The implementation of an optical rotor switch is simpler than an optical crossbar, as mirrors only have to select from hard-coded matchings rather than implementing the matchings themselves. For a 2048-port switch, an optical crossbar switch would need 4,096 mirrors that could tilt in 2,048 directions while an optical rotor switch would need 2 mirrors that could tilt in 16 directions. This does come with a concern for network underutilization. Mellette proposes RotorLB as an adaptation between 1- and 2-hop forwarding, that defaults to 1-hop forwarding and sends traffic over 2-hops when there is extra capacity. Mellette goes on to show how Rotor switching performs:
This work is significant as it proposes a model that greatly simplifies the implementation of optical switching networks. To address the issue of scaling, Rotor matchings are distributed among multiple switches, making rotor switches easier to build. Below is an image of a prototype Rotor switch built from commodity hardware:
To wrap up, RotorNet is a promising way to scale datacenter networks to the bandwidth that we will need in the next few years.

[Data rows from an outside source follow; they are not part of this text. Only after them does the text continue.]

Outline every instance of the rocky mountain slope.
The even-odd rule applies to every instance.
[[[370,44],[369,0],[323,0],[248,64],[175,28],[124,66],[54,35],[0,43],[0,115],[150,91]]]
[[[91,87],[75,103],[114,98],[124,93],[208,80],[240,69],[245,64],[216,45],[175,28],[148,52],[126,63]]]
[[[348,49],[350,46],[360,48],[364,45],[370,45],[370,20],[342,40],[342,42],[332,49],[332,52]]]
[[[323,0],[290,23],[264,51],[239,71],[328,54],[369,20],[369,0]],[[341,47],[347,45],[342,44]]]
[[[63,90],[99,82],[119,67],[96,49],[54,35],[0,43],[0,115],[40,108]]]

Q: How do the switches stay in sync?
A: We just need to ensure synchronization between the switches, and they follow the set schedule for rotating matchings.
Q: What is the ordering of packets that are transmitted?
A: There will be reordering (due to traffic taking 1 or 2 hops), our approach is to have a reorder buffer at the receiver.
Q: What is the format that packets are stored in buffers?
A: We hash the packets to be stored on the end hosts.
Q: How do you do 2000 ports? Do you still only use 2 mirrors?
A: There are a number of different ways to implement the rotor switch at the physical layer. At 2000 ports you can have a large mirror or a mirror array. Options are being investigated.